Usando como exemplo a própria dificuldade dos profissionais de saúde que vão a esses lugares, Brum fala sobre como a “ciência falha”, dadas as dificuldades em termos de ferramentas para o diagnóstico e tratamento das comunidades afetadas: “Existe uma frustração enorme dos médicos, pois não “basta chegar”. Nós vamos ao terreno, que é o campo de trabalho e são locais de difícil acesso, se atravessa o mato, anda em lombo de jumento, chega-se lá e não se tem as ferramentas necessárias”.

As “ferramentas” podem ser traduzidas como a maioria dos diagnósticos e tratamentos disponíveis para doença do sono, leishmaniose visceral e doença de Chagas – por exemplo – serem antiquadas, devido à, novamente, falta de investimento em pesquisa e desenvolvimento, além da necessidade de um estafe treinado e um grande suporte logístico.

Pacientes e família negligenciadas

Dez anos depois dessa estatística, a indústria farmacêutica continua destinando apenas 2% de seus investimentos para as doenças que afetam a vida de mais de 1 bilhão de pessoas (DNDi)
A doutora Brum já realizou projetos e trabalhos de treinamento no México e na Bolívia pela organização para o combate à doença de Chagas, uma vez que o Brasil é um pioneiro em pesquisas de doenças tropicais.

No entanto, de acordo com Brum, o Brasil ainda tem uma estimativa de um milhão a dois milhões de infectados – sendo a região Amazônica o maior foco de concentração da doença no Brasil, principalmente pela infecção por alimentos contaminados, como caldo de cana e açaí: nesses casos, os insetos são moídos juntamente com os alimentos e são ingeridos.

Outro ponto levantado pela doutora Brum é a questão do impacto que a medicina define como “Biopsciosocioambiental”, que é a relação das implicações psicológicas, sociais e culturais que a doença causa com todos os afetados, não só os pacientes, mas também suas famílias: “As doenças negligenciadas, por afetarem populações vulneráveis, causam uma série de impactos que vão além apenas do paciente em si, toda a família acaba se tornando vítima também”.

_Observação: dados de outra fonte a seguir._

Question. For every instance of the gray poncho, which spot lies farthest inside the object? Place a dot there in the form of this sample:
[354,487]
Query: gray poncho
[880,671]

Para Potet, isso resulta em um aprofundamento da pobreza em que essas famílias já vivem, que afetam desde a criança que, uma vez contaminada, não consegue marcar presença regular nas escolas, até os adultos, que não conseguem trabalhar e assim continuar a gerar renda para a casa.

Como maneira de reforçar o coro das organizações e instituições que pedem maior atenção às doenças negligenciadas, criou-se, em Olinda (PE), a Federação Internacional das Pessoas de Doenças de Chagas. O grande objetivo também é dar voz a quem realmente interessa esse combate, os pacientes e suas famílias.

“Existe um ciclo de silêncio que precisa ser quebrado em relação a essas doenças e para isso a mobilização dos pacientes é fundamental, pois durante muito tempo médicos e organizações falaram por eles. Com a federação eles podem ter uma voz própria”, resumiu o boliviano Manuel Gutierrez, que descobriu estar infectado somente após o nascimento de seu primeiro filho.